The 1895 catalog listed all of the postage stamps that had been issued by sovereign nations up to that point. The United States section listed all of the special areas that are today reserved for the US specialized catalog including post office provisionals, stationery, locals, and revenues. The biggest difference between the Scott catalog of 1895 and the Scott catalog of today is the fact that Scott used to list the Postal Stationary of worldwide countries until the earliest years of this century. These stamps were not only listed by Scott, but the International album that Scott produced had spaces for the Cut Squares of these Stationary issues as well.
 
Prices in 1895, as you can imagine, were much lower than they are today. More interesting, the ratio of prices to one another has changed considerably, indicating ascending or declining popularity of certain areas of philately relative to each other. For instance, in 1895 a US #1 cataloged for 75¢, an enormous bargain compared with its current price of $450, but the rate of gain of this stamp over the last 120 years is much smaller than the Penny Black of Great Britain (8¢ (!) then, $300 now). China #3 which now catalogs $900 would have set you back 25¢ then. An additional interesting fact you glean from the catalog is how ratios between mint and used stamp collecting popularity has changed. The clear winner here is mint stamps which have grown in price at nearly twice the rate of used. The same China #3 cataloged 25¢ either mint or used.

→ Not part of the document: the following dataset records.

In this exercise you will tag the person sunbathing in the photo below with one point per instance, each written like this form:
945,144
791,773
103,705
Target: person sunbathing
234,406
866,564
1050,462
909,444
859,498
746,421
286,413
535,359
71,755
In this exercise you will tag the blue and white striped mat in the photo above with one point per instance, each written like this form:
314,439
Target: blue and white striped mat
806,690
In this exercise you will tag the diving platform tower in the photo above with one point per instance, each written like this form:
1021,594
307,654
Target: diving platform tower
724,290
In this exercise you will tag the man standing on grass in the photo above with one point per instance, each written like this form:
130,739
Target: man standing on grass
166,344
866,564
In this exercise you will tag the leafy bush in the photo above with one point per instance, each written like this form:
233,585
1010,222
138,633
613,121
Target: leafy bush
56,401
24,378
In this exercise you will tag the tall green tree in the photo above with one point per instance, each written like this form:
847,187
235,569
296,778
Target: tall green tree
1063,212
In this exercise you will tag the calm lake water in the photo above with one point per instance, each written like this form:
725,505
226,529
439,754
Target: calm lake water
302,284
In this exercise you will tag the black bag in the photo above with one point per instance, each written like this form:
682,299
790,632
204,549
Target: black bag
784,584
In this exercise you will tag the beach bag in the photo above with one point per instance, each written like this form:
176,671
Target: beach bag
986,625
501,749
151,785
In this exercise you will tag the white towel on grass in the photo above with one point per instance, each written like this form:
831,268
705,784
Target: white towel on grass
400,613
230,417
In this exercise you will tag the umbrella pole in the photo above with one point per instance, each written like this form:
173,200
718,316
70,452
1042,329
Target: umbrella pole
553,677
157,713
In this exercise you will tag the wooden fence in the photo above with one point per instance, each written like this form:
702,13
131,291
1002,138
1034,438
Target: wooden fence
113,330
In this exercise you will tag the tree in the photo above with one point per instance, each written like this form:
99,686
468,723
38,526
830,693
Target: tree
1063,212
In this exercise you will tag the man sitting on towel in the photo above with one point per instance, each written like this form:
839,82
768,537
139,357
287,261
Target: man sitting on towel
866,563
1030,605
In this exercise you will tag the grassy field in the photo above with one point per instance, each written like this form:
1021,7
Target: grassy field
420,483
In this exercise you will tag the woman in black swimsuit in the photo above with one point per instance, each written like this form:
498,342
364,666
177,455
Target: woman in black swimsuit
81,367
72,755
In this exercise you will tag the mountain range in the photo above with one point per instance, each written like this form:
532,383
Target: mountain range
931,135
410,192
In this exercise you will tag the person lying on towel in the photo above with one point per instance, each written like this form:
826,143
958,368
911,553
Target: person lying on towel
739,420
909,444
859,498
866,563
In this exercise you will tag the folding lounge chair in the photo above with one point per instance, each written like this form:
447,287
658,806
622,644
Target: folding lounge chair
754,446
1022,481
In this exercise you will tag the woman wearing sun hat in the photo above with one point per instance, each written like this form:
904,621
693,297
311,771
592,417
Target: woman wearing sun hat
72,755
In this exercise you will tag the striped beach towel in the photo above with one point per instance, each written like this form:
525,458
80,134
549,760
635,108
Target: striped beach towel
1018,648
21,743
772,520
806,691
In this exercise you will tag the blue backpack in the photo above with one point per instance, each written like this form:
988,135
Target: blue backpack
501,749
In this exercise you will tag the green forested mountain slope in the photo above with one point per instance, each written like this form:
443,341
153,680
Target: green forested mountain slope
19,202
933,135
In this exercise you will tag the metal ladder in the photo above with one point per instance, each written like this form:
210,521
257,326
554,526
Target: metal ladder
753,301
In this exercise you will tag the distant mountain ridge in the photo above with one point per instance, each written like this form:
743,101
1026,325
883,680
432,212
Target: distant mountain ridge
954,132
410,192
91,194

Today the price of the mint is twice as high ($900 versus $450).
 
Collectors today are very critical of the price of the Scott catalogs, and the price of the catalog does seem to have gone up quite a bit in real terms. Today, the complete set of catalogs runs to eight huge volumes comprising well over 10,000 pages. The price for a complete set on Amazon is about  $680, a considerable sum of money. The value of a US #2 today in Scott is $1,050, so a full set of Scott catalogs is roughly 65% of the current catalog price of a #2. In 1895, a #2 was $3.50. So the 1895 catalog was only 15% of the catalog price of the stamp. Still, today's catalogs are over twenty times larger, fully illustrated, and in color, and because so many collectors specialize, few buy entire sets making the real total cost of Scott catalogs to collectors about the same as it always has been in terms of the cost of collecting.
 
Those of us who have been around philately most of our lives are forgetful of just what an achievement the major stamp catalogs are and how many thousands of hours went into creating them and making them the centerpieces of our hobby. Our hobby would be impossible without catalogs like Scott, and I doubt that any of the major catalogs could be created today from scratch. Cataloging is about making distinctions— especially which distinctions are worth attending to and which are too trivial for most collectors to bother with. Much of our current agreement about what to collect (what shade and paper varieties are important, for instance) were made for us already by the earlier catalogers. When we enter philately, we enter a world that could have been structured in any number of ways but which has been established in a certain specific manor. Most people either accept the structure of the hobby or find another. The amount of material is too vast and the amount of work too large that, without the structure of earlier catalogs to work with, philately would not be the popular hobby that it is today.
 
Another great pleasure in looking at the 1895 catalog is how amazingly prices have changed. I can't help thinking that as good an investment as Apple or Google or property or any of these other things have been, a good quantity of money put into Penny Blacks in 1895 would have been a very decent thing for our great grandfathers to have done. $100 in Penny Blacks in 1895 (1,250 Penny Blacks at 8¢ each then) would catalog $375,000 today.